The German parliament on Thursday voted to reintroduce rules requiring those founding businesses in certain trade sectors to have gained the qualification of “Meister” or “master craftsperson.”
The requirement had been relaxed for 53 of 94 recognized branches of trade under the Social Democrat-Green government of Chancellor Gerhard Schröder in 2004.
The move was made in an attempt to liven up industry by making it easier to create new businesses. The “Meister” requirement was kept for 41 trades where public safety was an issue.
Thursday’s move reintroduces the “Meister” obligation for 12 trade sectors. Those affected include tilers, makers of wooden toys, coopers, signmakers, interior designers and organ builders.
Keeping the quality
Conservative politicians and representatives of the trade sectors have long been petitioning for a reintroduction of the requirement, saying that Germany’s reputation for fine quality was at stake.
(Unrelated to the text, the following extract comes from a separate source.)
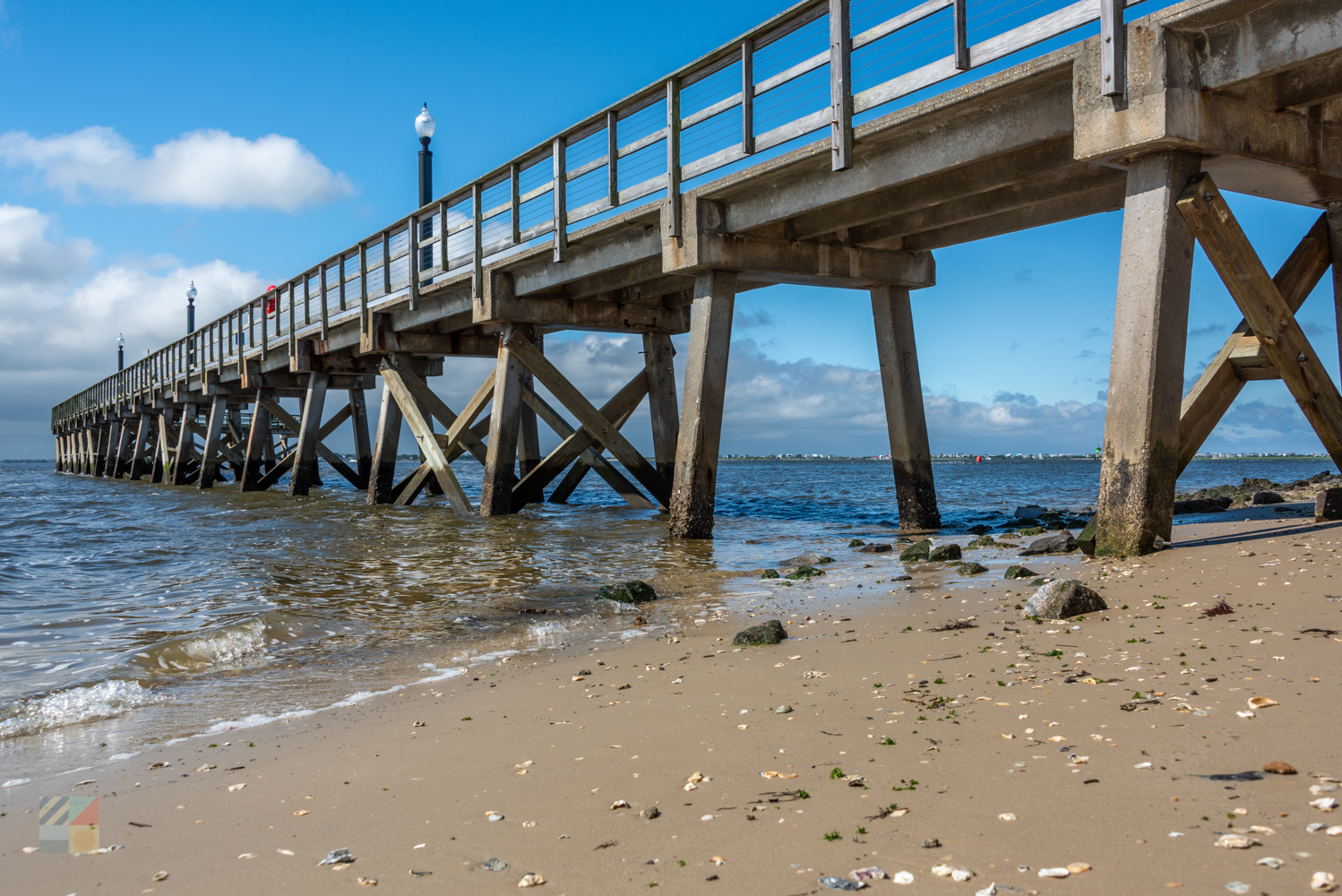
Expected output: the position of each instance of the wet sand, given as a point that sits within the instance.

The issue was included in the 2018 coalition agreement between the conservative CDU/CSU bloc of Chancellor Angela Merkel and the Social Democrats.
Critics of the requirement say that the “Meister” qualification is no true guarantee of quality and that Germany’s current lack of craftspeople could be exacerbated, as many would be disqualified from founding businesses. They also say that customers will be forced to pay higher prices for services due to the higher status given by the “Meister” title.